Reasonable Safety Measures
Perhaps the strongest argument against the use of public nuisance in this context is the use of reasonable protective measures. The lawsuit against Smithfield Foods was dismissed because of OSHA’s administrative authority, but the Court’s opinion also noted that the public nuisance claims were unlikely to prevail:
The issue is whether the Plant, as it is currently operating, constitutes an offense against the public order. Because of the significant measures Smithfield has implemented to combat the disease and the lack of COVID-19 at the facility, the Plant cannot be said to violate the public’s right to health and safety. Thus, the Court finds that Plaintiffs are unlikely to succeed on their public nuisance claim.
Rural Cmty. Workers All. v. Smithfield Foods, Inc., No. 5:20-CV-06063-DGK, 2020 WL 2145350, at *11 (W.D. Mo. May 5, 2020).
Of course, plaintiffs allege that the lack of protective measures constitutes the public nuisance, essentially arguing that the defendants failed to take reasonable safety measures. But the defendants will undoubtedly defend the cases by establishing the protections they did provide. As businesses reopen in the midst of COVID-19, following state and local guidance, and taking reasonable measures, will provide a strong defense.

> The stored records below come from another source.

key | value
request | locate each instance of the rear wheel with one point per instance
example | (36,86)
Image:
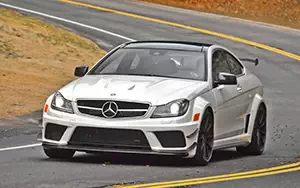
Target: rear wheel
(257,145)
(205,140)
(59,153)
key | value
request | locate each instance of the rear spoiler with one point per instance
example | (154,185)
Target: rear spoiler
(255,61)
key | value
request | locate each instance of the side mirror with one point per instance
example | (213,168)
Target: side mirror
(226,79)
(81,71)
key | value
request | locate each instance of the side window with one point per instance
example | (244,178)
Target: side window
(235,67)
(219,64)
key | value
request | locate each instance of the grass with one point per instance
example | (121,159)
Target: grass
(280,12)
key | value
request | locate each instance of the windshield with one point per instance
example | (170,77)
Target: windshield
(154,62)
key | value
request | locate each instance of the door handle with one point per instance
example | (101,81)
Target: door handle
(239,88)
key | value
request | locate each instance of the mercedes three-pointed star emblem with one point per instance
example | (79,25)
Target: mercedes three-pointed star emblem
(109,109)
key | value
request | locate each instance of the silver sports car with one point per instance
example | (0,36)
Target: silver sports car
(158,97)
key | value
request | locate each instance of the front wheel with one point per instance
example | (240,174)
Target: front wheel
(257,145)
(59,153)
(205,140)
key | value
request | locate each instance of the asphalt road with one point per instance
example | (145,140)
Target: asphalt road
(280,75)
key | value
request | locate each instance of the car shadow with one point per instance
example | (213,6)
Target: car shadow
(145,160)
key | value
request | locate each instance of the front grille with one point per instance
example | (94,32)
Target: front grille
(110,138)
(125,109)
(54,131)
(171,139)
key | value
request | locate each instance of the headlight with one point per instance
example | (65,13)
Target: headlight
(61,104)
(172,109)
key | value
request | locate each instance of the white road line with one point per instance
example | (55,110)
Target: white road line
(21,147)
(65,20)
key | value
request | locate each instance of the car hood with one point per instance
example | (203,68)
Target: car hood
(156,90)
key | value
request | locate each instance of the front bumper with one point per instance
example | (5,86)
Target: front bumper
(149,127)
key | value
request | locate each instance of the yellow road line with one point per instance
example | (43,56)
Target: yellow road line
(231,179)
(205,31)
(266,170)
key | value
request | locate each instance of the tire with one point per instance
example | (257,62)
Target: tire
(258,140)
(59,153)
(205,140)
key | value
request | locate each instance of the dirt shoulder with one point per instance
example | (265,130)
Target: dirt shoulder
(36,59)
(279,12)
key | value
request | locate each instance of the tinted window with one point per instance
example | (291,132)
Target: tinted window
(235,67)
(219,64)
(155,62)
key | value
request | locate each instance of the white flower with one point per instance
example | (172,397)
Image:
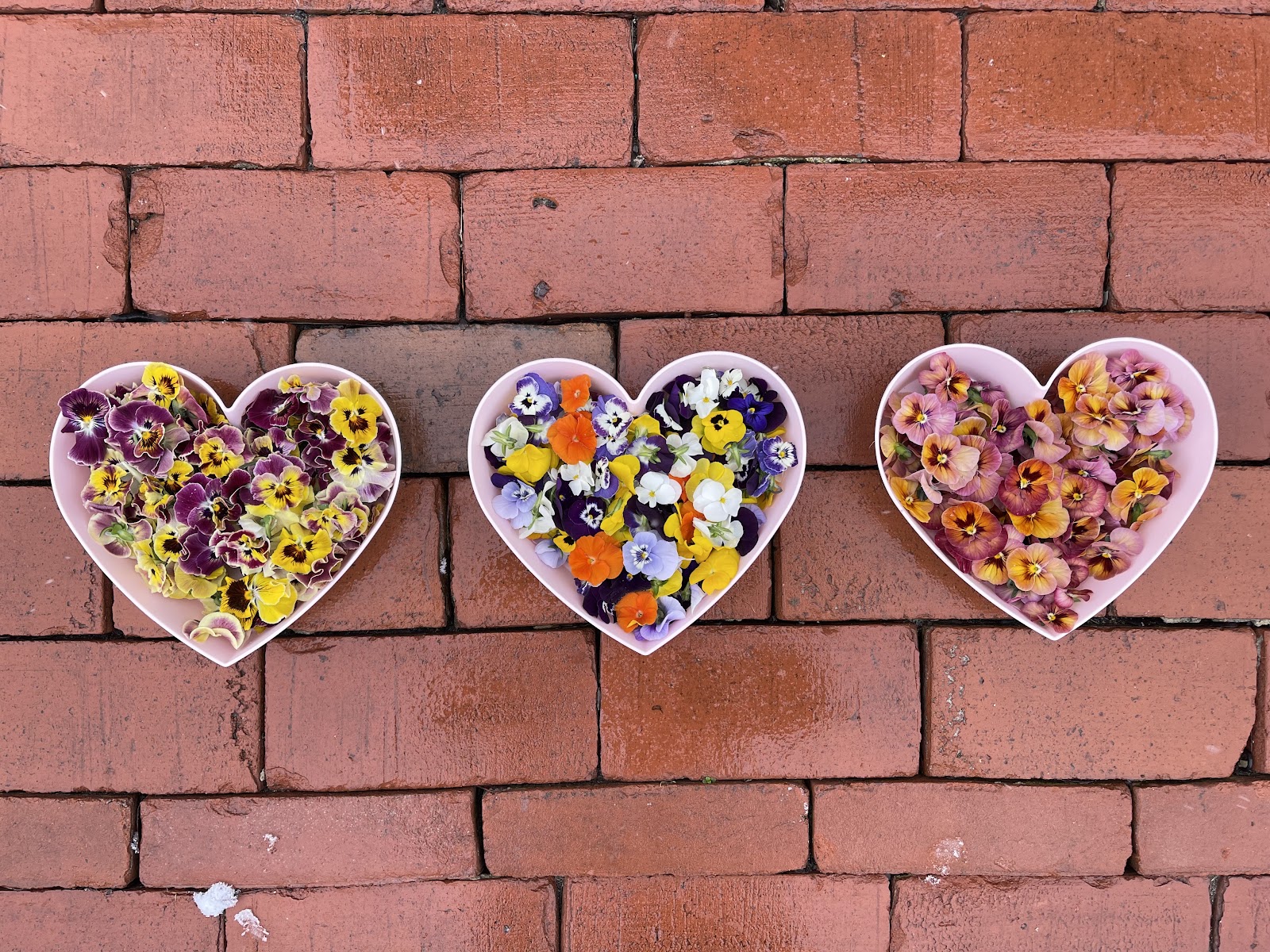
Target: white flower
(685,448)
(722,535)
(704,397)
(732,380)
(579,476)
(506,438)
(657,489)
(714,501)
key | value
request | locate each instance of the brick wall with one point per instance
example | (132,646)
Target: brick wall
(855,750)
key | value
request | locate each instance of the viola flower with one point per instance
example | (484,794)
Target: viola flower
(945,380)
(922,416)
(907,492)
(949,461)
(84,412)
(220,450)
(1094,424)
(973,531)
(1028,486)
(1085,376)
(596,559)
(355,416)
(1038,569)
(506,438)
(573,438)
(217,625)
(651,555)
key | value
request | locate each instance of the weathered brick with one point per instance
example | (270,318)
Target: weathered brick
(969,914)
(397,582)
(806,351)
(844,702)
(42,361)
(1227,348)
(1245,920)
(433,378)
(51,584)
(270,245)
(1217,565)
(647,829)
(1202,828)
(883,86)
(342,841)
(869,566)
(914,238)
(545,243)
(65,842)
(972,829)
(1191,235)
(467,93)
(702,913)
(64,243)
(64,920)
(487,914)
(493,589)
(438,711)
(1187,86)
(1162,704)
(126,716)
(152,90)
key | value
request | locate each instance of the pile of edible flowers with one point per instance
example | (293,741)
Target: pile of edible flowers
(1038,501)
(649,513)
(247,520)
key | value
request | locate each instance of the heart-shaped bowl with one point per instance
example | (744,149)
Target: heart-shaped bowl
(171,613)
(1193,457)
(559,582)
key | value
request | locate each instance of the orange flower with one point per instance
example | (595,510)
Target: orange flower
(597,559)
(573,438)
(575,393)
(635,609)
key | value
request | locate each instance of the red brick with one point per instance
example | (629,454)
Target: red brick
(467,93)
(1138,704)
(883,86)
(63,920)
(1227,348)
(972,829)
(283,841)
(545,243)
(65,842)
(397,581)
(152,90)
(276,245)
(126,716)
(438,711)
(1217,565)
(647,829)
(493,589)
(914,238)
(1191,235)
(870,566)
(435,376)
(806,351)
(42,361)
(1187,86)
(969,914)
(1202,828)
(725,913)
(1245,917)
(746,702)
(64,241)
(488,914)
(51,584)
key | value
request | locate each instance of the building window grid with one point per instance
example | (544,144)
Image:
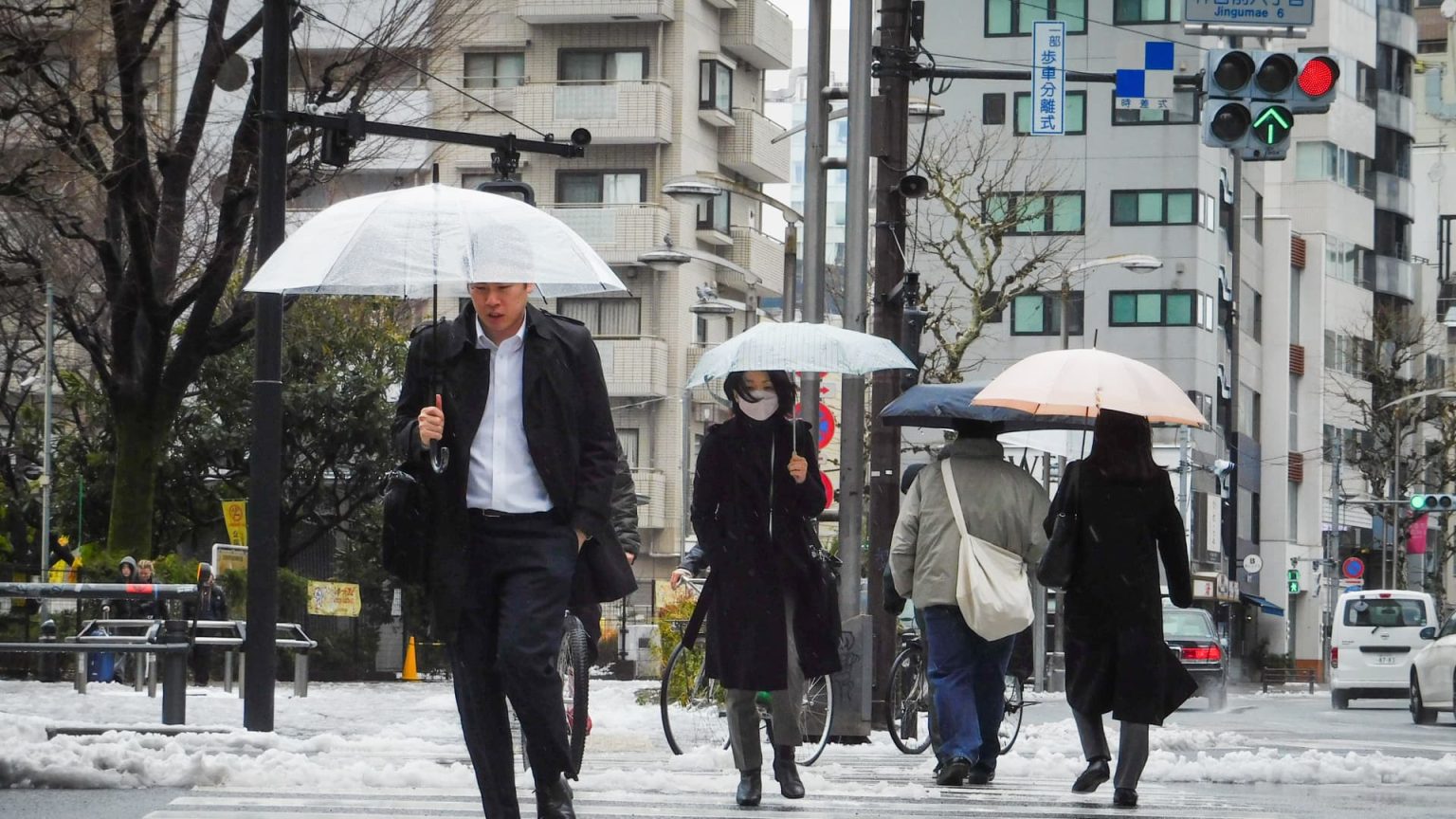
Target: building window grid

Causation is another critical barrier to these suits, especially in the context of customers, but also with respect to claims by employees and their families. Even though some traditional tort requirements are lacking in public nuisance claims, the requirement of proximate cause is still required.
Proving the source of infection could prove difficult. For instance, the very first paragraph of the Amazon complaint alleges that Amazon employs workers “who travel hours every day by public transportation,” seemingly establishing a possible alternate mode of transmission from the start. The burden will be even higher with respect to a family member of an employee and could be insurmountable with respect to a customer of a store.
Lack of Control
Control over the nuisance is another potential defense. This is used most effectively in products cases, such as in lead paint litigation, where manufacturers argued that they were not in control of the alleged nuisance at the time it caused harm. The arguments are a bit different in this context – the defendants do have control over the premises, but do not have control over the virus or potentially over the actions of employees or customers.
Finally, a strong defense is presented by public policy: public nuisance claims are vague and amorphous, and there are other more appropriate causes of action and remedies in this context, OSHA regulations and Worker’s Compensation among them. This has been the basis for rejecting public nuisance claims in many products liability suits, with concerns that to allow such claims would essentially rewrite tort law, and open the floodgates to meritless claims involving virtually anything that causes harm.
Similar concerns exist here. The COVID-19 pandemic may suggest that these cases are novel, but they really are not: they are questions of how businesses protect employee and customer safety. It’s easy to imagine how public nuisance could be alleged in cases such as an employee injury on a dangerous piece of manufacturing equipment, or a customer slip and fall in an icy parking lot. Public policy suggests that regulatory and legal schemes that already exist to address these types of injuries should prevail.
The best advice for any business is to take reasonable measures to protect employees and the public during the COVID-19 outbreak. Lawsuits are certainly a risk, and public nuisance claims create an additional potential threat. But, defenses are strong, and it seems unlikely that courts will turn to the law of public nuisance instead of regulatory schemes and more typical causes of action.